Kto czyta, nie błądzi.

Nowy Macbeth

Macbeth Obálka knihy Macbeth
Jo Nesbø
kryminał, dramat
Wydawnictwo Dolnośląskie
2018
książka, epub, mobik
480

"Macbeth" Jo Nesbo jest częścią inicjatywy o nazwie Projekt Szekspir. Realizację projektu rozpoczęto w 2016 roku na w czterechsetną rocznicę śmierci angielskiego klasyka dramatu. Do udziału w nim zaproszono znanych pisarzy, z których każdy miał stworzyć powieść inspirowaną którąś ze sztuk Szekspira. Jo Nesbø wybrał dramat "Makbet" i przeniósł go w drugą połowę XX wieku. Makbet nie jest w dramacie rycerzem zdobywającym tron, ale policjantem.

Mówi się, że współczesna młodzież nie czyta lektur, nie chodzi do teatru, unika klasyki. Zatem pomysł przedstawienia najważniejszych dzieł z szekspirowskiego kanonu w całkiem współczesny sposób wydaje się całkiem sensowny. Obawiam się jednak, że efekt może być podobny jak w przypadku piosenki Marka Grechuty, którą zaśpiewał idol młodzieżowy Kamil Bednarek. Anegdota głosi, że jakiś młody człowiek – zobaczywszy w telewizji oryginalny utwór – z oburzeniem skomentował, że jakiś stary ramol beznadziejnie zaśpiewał piosenkę Bednarka.

Są w sztuce pewne motywy, które przetwarzane są wielokrotnie. Ot choćby motyw Robinsona, który po raz pierwszy pojawił się w powieści Daniela Defoe. Ten sam motyw w różny sposób eksploatowali potem pisarze w późniejszych epokach. Oto kilka przykładów. Juliusz Verne w książkach „Tajemnicza wyspa” i „Dwa lata wakacji”. William Golding w formie dystopii „Władca much”. „Wyspa” Jamesa Grahama Ballarda jest jeszcze bardziej zaskakującym przetworzeniem motywu Robinsona. Cechą wspólną tych powieści jest wykorzytanie głównego motywu jako tropu, przetworzenie go, uzyskanie nowej jakości. Szekspir również był inspiracją dla twórców współczesnych. Zapewne wszyscy pamiętają słynny musical „West Side Story” z niezapomnianą Natalie Wood w jednej z głównych ról.
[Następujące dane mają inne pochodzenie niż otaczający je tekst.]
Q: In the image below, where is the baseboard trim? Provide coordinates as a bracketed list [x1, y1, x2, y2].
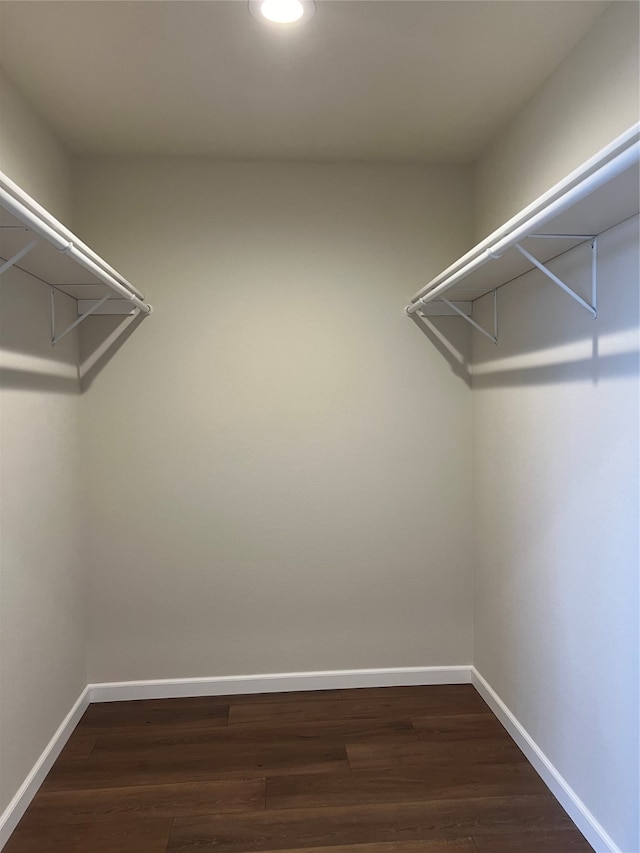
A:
[88, 665, 471, 702]
[0, 687, 90, 850]
[471, 666, 622, 853]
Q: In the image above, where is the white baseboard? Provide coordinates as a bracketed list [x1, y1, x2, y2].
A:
[88, 666, 471, 702]
[471, 666, 622, 853]
[0, 687, 90, 850]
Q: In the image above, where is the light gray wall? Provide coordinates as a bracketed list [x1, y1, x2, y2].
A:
[75, 160, 472, 681]
[475, 0, 640, 240]
[0, 67, 73, 227]
[473, 219, 640, 851]
[0, 68, 86, 812]
[473, 3, 640, 853]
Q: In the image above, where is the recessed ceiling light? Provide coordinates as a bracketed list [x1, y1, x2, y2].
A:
[249, 0, 316, 24]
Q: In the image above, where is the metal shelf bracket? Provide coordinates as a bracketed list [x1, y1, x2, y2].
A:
[0, 237, 38, 275]
[49, 287, 111, 347]
[514, 234, 598, 320]
[440, 289, 498, 345]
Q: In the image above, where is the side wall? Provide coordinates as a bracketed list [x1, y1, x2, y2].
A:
[475, 0, 640, 240]
[76, 159, 472, 681]
[473, 3, 640, 853]
[0, 70, 87, 813]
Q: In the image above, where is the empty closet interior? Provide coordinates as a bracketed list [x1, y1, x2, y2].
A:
[0, 0, 640, 853]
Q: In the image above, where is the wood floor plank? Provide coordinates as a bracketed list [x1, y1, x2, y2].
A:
[347, 737, 526, 771]
[229, 685, 491, 726]
[42, 741, 349, 791]
[3, 818, 173, 853]
[342, 684, 488, 713]
[411, 714, 511, 743]
[266, 762, 547, 809]
[78, 696, 229, 733]
[474, 829, 592, 853]
[95, 717, 418, 754]
[6, 685, 589, 853]
[264, 838, 477, 853]
[21, 779, 265, 823]
[167, 795, 573, 853]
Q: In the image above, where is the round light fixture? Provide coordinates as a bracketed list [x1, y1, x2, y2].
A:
[249, 0, 316, 24]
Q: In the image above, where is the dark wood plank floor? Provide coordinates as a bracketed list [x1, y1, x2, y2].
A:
[5, 685, 591, 853]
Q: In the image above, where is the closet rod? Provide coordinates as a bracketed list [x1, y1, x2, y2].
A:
[0, 172, 144, 299]
[0, 180, 153, 314]
[405, 123, 640, 314]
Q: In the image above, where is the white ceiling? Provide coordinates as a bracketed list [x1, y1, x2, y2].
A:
[0, 0, 607, 162]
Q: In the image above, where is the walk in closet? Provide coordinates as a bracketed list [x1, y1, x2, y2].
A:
[0, 0, 640, 853]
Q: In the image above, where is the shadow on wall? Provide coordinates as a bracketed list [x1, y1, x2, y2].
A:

To przecież nic innego jak na nowo opowiedziana historia Romea i Julii.

Macbeth w policji

Jeśli ktoś zna dramat Szekspira, to fabuła powieści Jo Nesbø nie będzie dla niego zaskoczeniem. Poza miejscem akcji, którym staje się bliżej nieokreślone miasto i czasem akcji, który możemy umiejscowić w drugiej połowie XX wieku, jeszcze przed epoką cyfrową. Tytułowy bohater jest dowódcą specjalnej jednostki policji, który odkrywa szansę awansu. Ambitnemu policjantowi pomaga żona, a nawet rzec można, że to ona pcha go na szczyt. Ambicja pcha jednak bohaterów do zbrodni. I w tym momencie odkrywamy podobieństwo do dramatu Szekspira.

Podstawowym zarzutem wobec powieści Jo Nesbø nie jest jednak brak zaskakującej kryminalnej intrygi. Chociaż bowiem powieść opowiada o policji i przestępcach, to jest raczej dramatem niż kryminałem. Powieść nie przedstawia szekspirowskiego motywu w twórczy sposób. Przenosi bohaterów i akcję w czasy bliskie współczesności, każe im wykonywać inne zawody, ale poza tym tylko kopiuje Szekspira. Tylko tyle, a może aż tyle? Z lękiem myślę, że ktoś może wpaść na pomysł „Projekt Mickiewicz”, a „Pana Tadeusza” napisze Remigiusz Mróz.